Le hockey par contre n'a pas pris trop de temps à devenir un sport professionnel. L'intérêt de certains propriétaires d'équipes à attirer les meilleurs joueurs en les rémunérant fit en sorte de faire plier les ligues où évoluaient les équipes les plus connues qui commencèrent à payer des joueurs afin de les retenir. Par contre, certaines de ces équipes puissantes du début du XXe siècle refusèrent de devenir des équipes professionnelles et continuèrent à être des équipes amateurs dans un bassin d'équipes professionnelles. Ce fut le cas des Victorias de Montréal qui alignaient le meilleur joueur de l'époque, Russell Bowie...

Russell Bowie est né en 1880 à Montréal. Très tôt. il fut reconnu comme un des joueurs les plus exceptionnels de la métropole, ce qui lui valut une invitation pour les célèbres Victorias de Montréal alors qu'il était âgé que de 16 ans. Ce n'est en 1898 que Bowie fit ses débuts officiels avec les "Vics", alors les défendants de la Coupe Stanley. Je vous rappelle que la Coupe Stanley était alors disputée en challenge. Bowie fit d'ailleurs parti de la dernière formation des Victorias qui défendirent la Coupe Stanley, en 1899 contre les Victorias de Winnipeg. 

Mais ce qui caractérisait fortement le jeu de Bowie, c'est qu'il était un très gros marqueur de but. D'ailleurs, en 1901, il remporta le premier de cinq championnat des marqueurs en huit ans avec sa récolte de pas moins de 24 buts en 7 matchs (!). Sa meilleure campagne fut en 1906-07 alors qu'il récolta 39 buts en 10 matchs, terminant toutefois second au championnat des marqueurs derrière Ernie Russell des Wanderers de Montréal qui en récolta 42 en 9 match... Ayoye...

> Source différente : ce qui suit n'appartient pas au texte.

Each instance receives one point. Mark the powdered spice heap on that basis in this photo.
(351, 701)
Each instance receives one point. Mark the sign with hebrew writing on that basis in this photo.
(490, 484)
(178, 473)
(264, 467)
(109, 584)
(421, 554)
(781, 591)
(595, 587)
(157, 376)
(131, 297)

Mais comme je l'ai mentionné plus haut, Russell Bowie était non seulement le premier des grands marqueurs de but, avant Joe Malone, Cyclone Taylor et Newsy Lalonde, récoltant en tout 234 buts en 80 matchs durant sa carrière qui s'échelonna de 1898 à 1910, mais il fut reconnu comme un des derniers joueurs à avoir refusé de devenir d'être un professionnel. Apparemment que par principe, Bowie a même refusé une offre des Silver Senven d'Ottawa de 3000$ pour une saison plus 4$ par minutes jouées et aurait refusé une offre des Wanderers qui lui offrirent un piano comme cadeau afin de l'inviter, piano qui fut retourné. Bowie se considérait comme un amateur et affirmait qu'il allait mourir en amateur. Malgré tout, Bowie jouait dans une ligues où amateurs et professionnels s'affrontaient. Par contre, les Victorias furent contraint de quitter les ligues de haut niveau en 1908 en raison de leur acharnement à demeurer une équipe amateur, les autres équipes étant devenues professionnelles.

Bowie joua encore deux saisons avec son équipes au sein de ligues inférieures avant de se retirer en 1910 suite à une blessure à la clavicule. Il devint arbitre par la suite au sein de la très professionnelle NHA. 

Lorsqu'il prit sa retraite, il fut un des derniers joueurs à avoir joué au 19e siècle...

Il est décédé en 1959 à l'âge vénérable de 79 ans...

Il fut l'un des premiers joueurs à être intronisé au Temple de la Renommée, en 1947.